Cristo murió por nosotros en la cruz del calvario, venciendo a la carne en la misma carne, destruyendo las obras del enemigo, nos dio redención, salvación y nos amó con un amor que ni siquiera podemos calcular. Este acto de amor es el centro del evangelio, pues sin la cruz no tendríamos esperanza. En cambio, debemos preguntarnos: ¿qué han hecho por nuestro bien las obras de la carne? Nada que valga la pena, pues su fruto es siempre muerte y condenación.
El apóstol Pablo dijo a los Romanos:
12 Así que, hermanos, deudores somos, no a la carne, para que vivamos conforme a la carne;
13 porque si vivís conforme a la carne, moriréis; mas si por el Espíritu hacéis morir las obras de la carne, viviréis.
14 Porque todos los que son guiados por el Espíritu de Dios, éstos son hijos de Dios.
Romanos 8:12-14
Este pasaje nos recuerda una verdad poderosa: ya no pertenecemos a la carne, no le debemos nada a esa vieja naturaleza que solo nos llevó a esclavitud, dolor y separación de Dios. La carne promete placer momentáneo, pero al final cobra con destrucción espiritual y muchas veces también física y emocional. En cambio, el Espíritu Santo produce vida, gozo y paz en quienes se dejan guiar por Él.

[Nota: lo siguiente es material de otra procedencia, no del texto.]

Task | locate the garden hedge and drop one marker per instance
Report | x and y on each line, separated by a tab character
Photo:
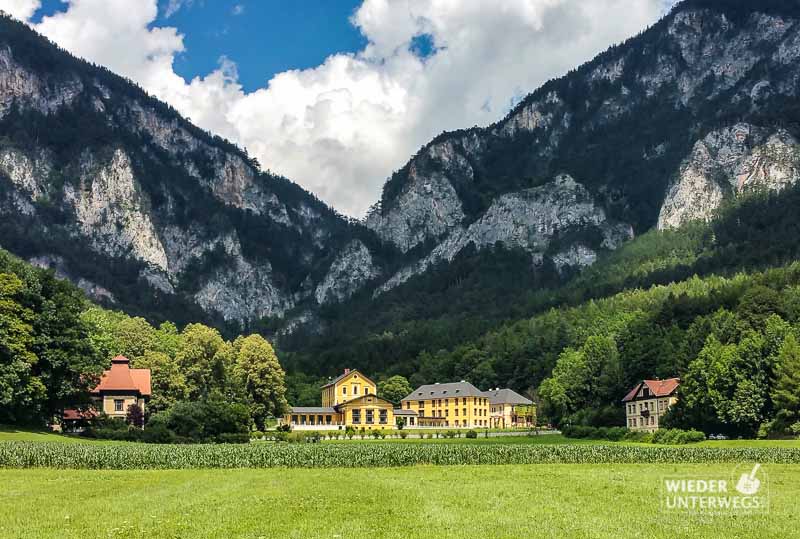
271	455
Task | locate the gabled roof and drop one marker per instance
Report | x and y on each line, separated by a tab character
122	378
506	396
658	388
361	398
312	410
72	414
443	391
346	373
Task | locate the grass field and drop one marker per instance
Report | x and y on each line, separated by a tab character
13	434
564	501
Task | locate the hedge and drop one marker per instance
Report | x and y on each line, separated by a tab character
268	455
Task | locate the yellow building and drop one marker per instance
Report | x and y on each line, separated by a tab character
458	404
347	401
648	401
509	409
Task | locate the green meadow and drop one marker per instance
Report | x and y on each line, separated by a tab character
563	501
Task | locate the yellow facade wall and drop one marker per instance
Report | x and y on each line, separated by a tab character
110	408
469	412
352	386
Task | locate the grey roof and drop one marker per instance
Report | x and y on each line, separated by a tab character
506	396
312	410
348	373
441	391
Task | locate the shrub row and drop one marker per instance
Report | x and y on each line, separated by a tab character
270	455
615	434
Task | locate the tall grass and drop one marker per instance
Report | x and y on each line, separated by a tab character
264	455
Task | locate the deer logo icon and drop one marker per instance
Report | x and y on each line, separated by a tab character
748	484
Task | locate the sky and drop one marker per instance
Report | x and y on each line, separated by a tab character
337	94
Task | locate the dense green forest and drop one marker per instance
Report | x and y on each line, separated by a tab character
54	345
425	329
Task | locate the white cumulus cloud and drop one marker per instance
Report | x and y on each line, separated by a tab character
21	9
341	128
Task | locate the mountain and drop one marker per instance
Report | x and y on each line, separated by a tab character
655	132
146	212
686	121
118	192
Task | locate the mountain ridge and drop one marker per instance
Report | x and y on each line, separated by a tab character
186	226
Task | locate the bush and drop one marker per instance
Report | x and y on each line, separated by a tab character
159	434
677	436
213	420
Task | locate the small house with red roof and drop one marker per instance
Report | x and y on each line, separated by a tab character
120	387
648	401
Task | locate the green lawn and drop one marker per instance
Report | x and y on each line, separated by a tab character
564	501
14	434
537	439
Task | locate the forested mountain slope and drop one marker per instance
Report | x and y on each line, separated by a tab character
144	210
694	118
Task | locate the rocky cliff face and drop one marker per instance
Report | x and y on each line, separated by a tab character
729	162
119	193
180	213
530	219
638	126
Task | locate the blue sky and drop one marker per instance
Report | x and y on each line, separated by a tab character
337	94
263	37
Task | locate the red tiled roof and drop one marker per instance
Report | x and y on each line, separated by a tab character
658	388
122	378
72	415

Cuando Pablo dice que somos deudores, nos recuerda que nuestra deuda fue pagada en la cruz. Ya no tenemos que rendir cuentas a los deseos pecaminosos, porque Cristo canceló ese acta de condenación y nos dio libertad. Vivir conforme a la carne es volver a la esclavitud de la que fuimos rescatados, es despreciar la obra de Cristo. Por eso, cada vez que escogemos obedecer a Dios en lugar de obedecer a nuestros impulsos, damos testimonio de que somos verdaderos hijos de Dios.
Ahora bien, ¿qué significa hacer morir las obras de la carne? No se trata de un esfuerzo humano aislado, sino de una acción diaria en dependencia del Espíritu Santo. Es reconocer que solos no podemos, que necesitamos la gracia de Dios para resistir la tentación y mantenernos firmes. Morir a la carne implica crucificar nuestros deseos pecaminosos, renunciar a lo que desagrada a Dios y buscar lo eterno por encima de lo temporal. Es un proceso de santificación continuo, donde cada día somos transformados a la imagen de Cristo.
Las obras de la carne son muchas: celos, iras, contiendas, inmoralidad, envidias, borracheras, egoísmo y todo aquello que aparta al hombre de Dios. Pero el fruto del Espíritu es amor, gozo, paz, paciencia, benignidad, bondad, fe, mansedumbre y templanza. Al comparar ambos caminos vemos con claridad dónde está la verdadera vida. La carne ofrece un espejismo de libertad, pero el Espíritu concede verdadera libertad en Cristo Jesús.
Ser guiados por el Espíritu de Dios es la mayor señal de que somos hijos suyos. No es simplemente tener conocimiento bíblico o asistir a una iglesia, sino dejar que el Espíritu Santo dirija cada aspecto de nuestra vida: nuestros pensamientos, nuestras decisiones, nuestras palabras y acciones. Ser hijo de Dios implica obediencia, dependencia y confianza plena en Aquel que nos adoptó por medio de Cristo.
Querido lector, recuerda que Cristo ya venció a la carne y al pecado. Tú no estás solo en esta batalla, el Espíritu Santo mora en ti y te da la fuerza para resistir. No vuelvas atrás, no te esclavices a aquello que Cristo ya rompió en la cruz. Vive en la plenitud del Espíritu, y experimentarás la vida abundante que Jesús prometió.
Conclusión: Hemos sido llamados a vivir como nuevas criaturas, no conforme a la carne, sino conforme al Espíritu. Nuestra deuda no es con el pecado ni con el mundo, sino con Aquel que nos amó hasta la muerte y nos rescató con Su sangre. Caminemos, entonces, como hijos de Dios, confiando en que el Espíritu nos sostendrá hasta el día en que estemos cara a cara con nuestro Salvador. Allí comprenderemos plenamente que valió la pena morir a la carne para vivir eternamente en Cristo.